Johns Hopkins surgeons are increasingly using two arterial grafts, rather than one, to prolong survival. This illustration shows two methods of coronary artery bypass using a saphenous vein graft or the left internal mammary artery graft.

A series of interventions implemented by Johns Hopkins cardiac surgeons is resulting in notable improvements in patients’ recovery and outcomes. Among them are enhanced recovery after surgery (ERAS) protocols, early extubation in the operating room and the use of two or more arterial grafts in coronary artery bypass surgery (CABG).

Regarding ERAS, “there are certain things one can do to improve a patient’s tolerance to the stress of cardiac surgery,” says Glenn Whitman, director of the Cardiovascular Surgical Intensive Care Unit. There are preoperative steps, such as smoking cessation, prescribing iron to improve red blood cell production perioperatively, and asking patients to take in a certain amount of carbohydrates the morning of surgery, he says. There are also intraoperative methods, including reducing the amount of narcotics used during surgery, which allow patients to wake up faster and recover more quickly. And, there are postoperative steps, most notably, adding analgesics to diminish the need for narcotics, says Whitman, because opioids have detrimental effects on cognition, the GI tract and nervous system effects.

Johns Hopkins is the only Maryland hospital now routinely extubating patients in the OR as part of ERAS, says Jennifer Lawton, chief of the Division of Cardiac Surgery. “We remove the breathing tube in over 40 percent of patients undergoing an isolated CABG operation, for example. That results in a lot of wonderful things for the patient. They don’t wake up from surgery with the uncomfortable feeling of the tube in their mouth. It also mobilizes patients faster, allows them to breathe on their own and take in some liquids that first night. We believe it decreases their length of hospitalization by about half a day.”

The division is starting a multistate collaborative investigation to evaluate whether getting operating room extubations is superior to extubations occurring later, in the ICU, Whitman adds.
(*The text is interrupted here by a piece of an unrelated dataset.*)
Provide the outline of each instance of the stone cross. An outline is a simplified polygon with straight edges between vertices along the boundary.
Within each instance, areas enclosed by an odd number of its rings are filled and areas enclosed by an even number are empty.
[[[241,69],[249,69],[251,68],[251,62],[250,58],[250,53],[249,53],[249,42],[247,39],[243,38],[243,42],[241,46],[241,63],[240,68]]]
Additionally, surgeons have increasingly been using two arterial grafts, rather than one, in patients undergoing CABG, Lawton says. The use of one arterial graft, the left internal mammary artery, has become standard practice because it prolongs survival. “However, there have been a lot of good data that show the use of a second artery prolongs survival even more than one artery,” she says. In appropriate patients, Johns Hopkins utilizes two arteries in approximately 55 percent of patients, says Lawton, compared with about 18 percent nationally. “Not only are we giving patients a much better, longer lasting conduit, but we’re prolonging their survival. We’re giving them the most up-to-date, best operation they could have.”
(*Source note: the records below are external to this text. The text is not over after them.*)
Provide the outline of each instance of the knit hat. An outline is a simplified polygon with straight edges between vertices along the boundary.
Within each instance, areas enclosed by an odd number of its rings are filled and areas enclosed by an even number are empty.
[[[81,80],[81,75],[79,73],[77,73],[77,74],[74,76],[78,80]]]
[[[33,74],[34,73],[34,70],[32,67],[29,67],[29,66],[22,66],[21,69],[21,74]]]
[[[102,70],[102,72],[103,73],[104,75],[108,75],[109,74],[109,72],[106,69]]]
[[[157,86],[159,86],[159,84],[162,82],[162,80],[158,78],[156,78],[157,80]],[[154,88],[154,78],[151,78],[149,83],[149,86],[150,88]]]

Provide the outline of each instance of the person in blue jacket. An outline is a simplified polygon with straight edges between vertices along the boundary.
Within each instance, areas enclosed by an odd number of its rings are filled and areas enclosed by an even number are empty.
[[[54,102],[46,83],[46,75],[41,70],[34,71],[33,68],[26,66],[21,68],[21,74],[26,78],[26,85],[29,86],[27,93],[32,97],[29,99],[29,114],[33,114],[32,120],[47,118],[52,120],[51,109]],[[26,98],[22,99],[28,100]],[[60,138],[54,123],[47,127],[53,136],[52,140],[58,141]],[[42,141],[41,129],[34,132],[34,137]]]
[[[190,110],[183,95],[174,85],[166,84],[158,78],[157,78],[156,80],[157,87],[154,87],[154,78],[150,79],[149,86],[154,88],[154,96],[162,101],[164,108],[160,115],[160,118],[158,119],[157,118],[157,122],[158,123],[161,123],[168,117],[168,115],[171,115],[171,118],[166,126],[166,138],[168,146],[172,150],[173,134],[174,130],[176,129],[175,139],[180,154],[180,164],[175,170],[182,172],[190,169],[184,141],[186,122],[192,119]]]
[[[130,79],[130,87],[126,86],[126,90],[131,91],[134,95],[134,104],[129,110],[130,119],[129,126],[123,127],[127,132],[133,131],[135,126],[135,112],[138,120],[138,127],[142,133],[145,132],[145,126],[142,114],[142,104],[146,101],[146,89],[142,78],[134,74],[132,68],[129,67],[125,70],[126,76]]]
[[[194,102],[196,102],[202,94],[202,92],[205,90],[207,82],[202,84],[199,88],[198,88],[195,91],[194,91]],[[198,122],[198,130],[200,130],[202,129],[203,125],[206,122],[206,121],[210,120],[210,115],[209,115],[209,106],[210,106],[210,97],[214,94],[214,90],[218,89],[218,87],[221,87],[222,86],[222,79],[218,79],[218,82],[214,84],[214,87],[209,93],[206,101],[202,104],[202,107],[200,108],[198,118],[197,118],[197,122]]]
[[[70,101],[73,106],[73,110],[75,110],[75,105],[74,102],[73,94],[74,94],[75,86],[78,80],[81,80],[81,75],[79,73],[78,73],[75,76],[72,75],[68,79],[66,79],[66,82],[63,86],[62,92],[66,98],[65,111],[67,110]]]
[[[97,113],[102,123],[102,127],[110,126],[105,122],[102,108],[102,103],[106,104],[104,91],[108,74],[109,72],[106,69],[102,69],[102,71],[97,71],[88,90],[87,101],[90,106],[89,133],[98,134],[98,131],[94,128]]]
The surgeons have also been employing a goal-directed perfusion initiative to reduce cardiac surgery-associated acute kidney injury, which generally complicates some 20 to 40 percent of cardiac surgery procedures. Together, the surgeons, anesthesiologists and perfusionists looked at all the factors that might stress the kidney during surgery, particularly focusing on adequate oxygen delivery during cardiopulmonary bypass, and came up with several interventions, Whitman says. These included eliminating mannitol in the pump prime, filtering cytokines out of circulation during bypass, and minimizing circuit volume, so patients do not get hemodiluted. The steps taken “virtually halved our incidence of any kind of kidney injury, from about 24 percent to approximately 10 percent,” says Whitman.

Surgeons in the division continually evaluate new methods of surgical treatment and means to improve outcomes through clinical and laboratory research, Lawton says. The first part of weekly morbidity and mortality conferences is spent discussing patient statistics and lengths of stay, as well as complications and how they can be prevented and treated optimally. The team is also looking at how to reduce blood transfusions, discharge patients to home sooner, and identify the best protocols for pain management, among other areas.

“Our motto in cardiac surgery is we CARE (we’re conscientious, accountable, respectful and engaged),” says Lawton. “We continually try to provide the best and most compassionate care we can.”